Kumasi, the gold of the Ashanti

It was difficult to find accommodation in Koforidua, and I had to spend the night outside the town. The next day I set out to Kumasi as early as possible. The beautiful road seemed to have been cut across pristine forests for long stretches. The driver had a penchant for stepping on it, but I felt more comfortable when speed bumps or other vehicles obliged him to slow down. Sadly, the road accident rate is staggeringly high.

In Kumasi I was met by the indescribable chaos around the central market. The pavements are occupied by a continuous display of goods, such as shoes, clothes, household items, and what not. Passers-by have to invade the traffic lanes if they are to get around the obstruction of buyers and sellers. The traffic is paralysed, with the consequence that Kejitia is often impassable.

Some hawkers do without a proper display and content themselves with unfolding bales of clothes and putting the contents out for sale at knockout prices. Fashion clothes from overseas clearance sales or directly from Chinese factory outlets are advertised by the shouting vendors, their voices sometimes outstripped by the blaring amplification of street preachers.

If you’re hungry, food is not lacking, but again, the impression is one of improvisation. It seems that whoever wants to run a food joint can do so by just placing a roadside stand and offer cooked food or prepare it then and there.

Life seems harsher, dirtier, and more disorderly in the city that in the countryside. Some denizens like to show off their elegance sporting gaudy jewellery, ridiculous dresses, unnatural hairstyles, and take on a vulgar look compared to simple country folk. I feel a gulf opening between me and this lack of refinement.

The Presbyterian, Methodist and Catholic churches all occupy as many hill tops as if each had vied to conquer a position of pre-eminence. I chose to stay at the Presbyterian guesthouse.

***

I visited the small museum, and gained an insight into Ashanti culture and their complicated rules that govern social life, especially those regarding inbreeding that provide for a ban on marriage within the clan. In the same precinct there are workshops, with potters, bronze smelters, batik dyers, but finally I had to leave this oasis of tranquillity and plung back into the hellish traffic, where the only consolation were the trees that lined the street.

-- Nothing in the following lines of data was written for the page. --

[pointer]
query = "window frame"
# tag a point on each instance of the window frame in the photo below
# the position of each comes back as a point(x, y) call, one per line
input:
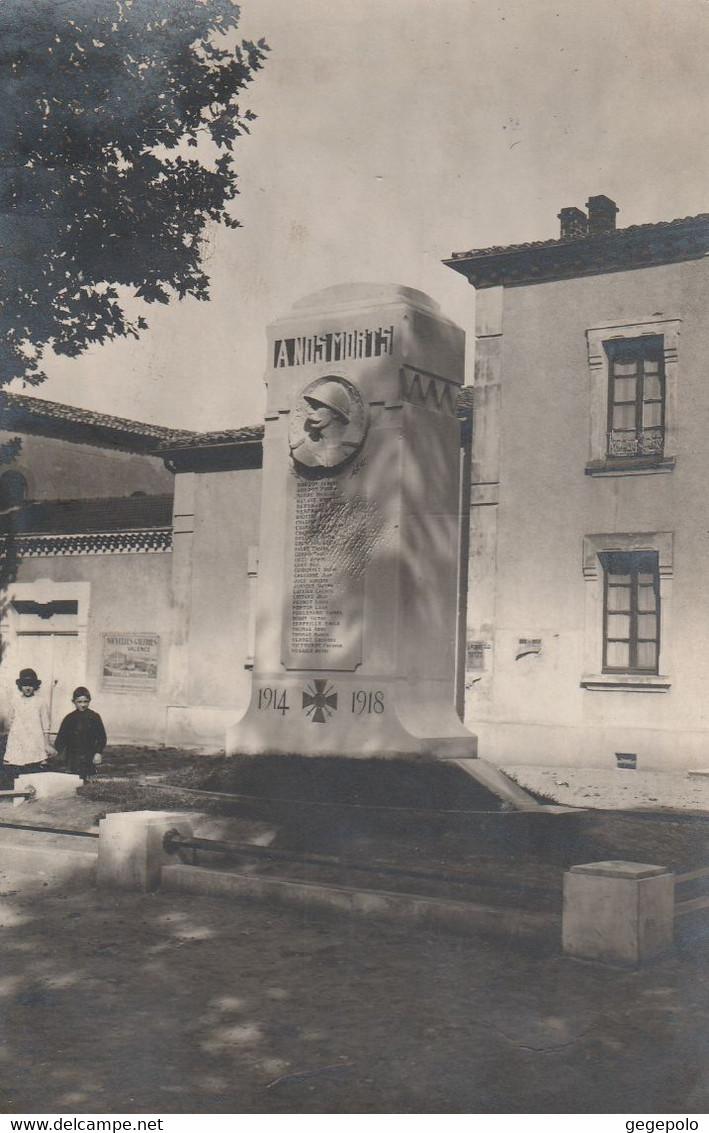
point(641, 350)
point(603, 343)
point(596, 675)
point(634, 567)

The mythical sword that indicated the position of the Ashanti’s golden stool is still thrust in the ground, nowadays within the hospital grounds. The building is a modern structure, but motor hearses ready for funerals wait outside the precinct and remind patients that something can still go wrong. It can’t be an encouraging sight for those about to be admitted to the health establishment, and certainly it was not for me. The macabre rank was made more formidable by the grotesque setup of the more stylish vehicles with golden gables or other decorations in perfect bad taste. Others are simply former ambulances, which have the advantage of already being provided with a stretcher slide.

I averted my gaze, but a pungent stench of formaldehyde reached my nostrils from the morgue, and I was again reminded I was in the very presence of death. Characteristic as it might be, I was unable to bring myself round to snap a picture because somehow it seemed an ill-fated thing to do. For a moment I imagined having to face the nightmare of hospital.

It took the market to heal me from this shocking experience. Monday is terribly busy after the weekend rest. It was so disorienting that I hesitated penetrating into the compound, but once inside the impression was altogether different. It is organised in an orderly fashion, and I enjoyed observing wax print fabrics, vegetable sellers, slipper makers, and yam roots being unloaded from a lorry. The immense area occupied by the stalls is sheltered under corrugated iron. All around, the old railway line is the only passageway for shoppers, the rest being invaded by sellers. It makes rather inconvenient walking because of the decrepit cross beams, but it is very original. Hausa sellers with their straw hats and white tunics add a note of exoticism to this already interesting place.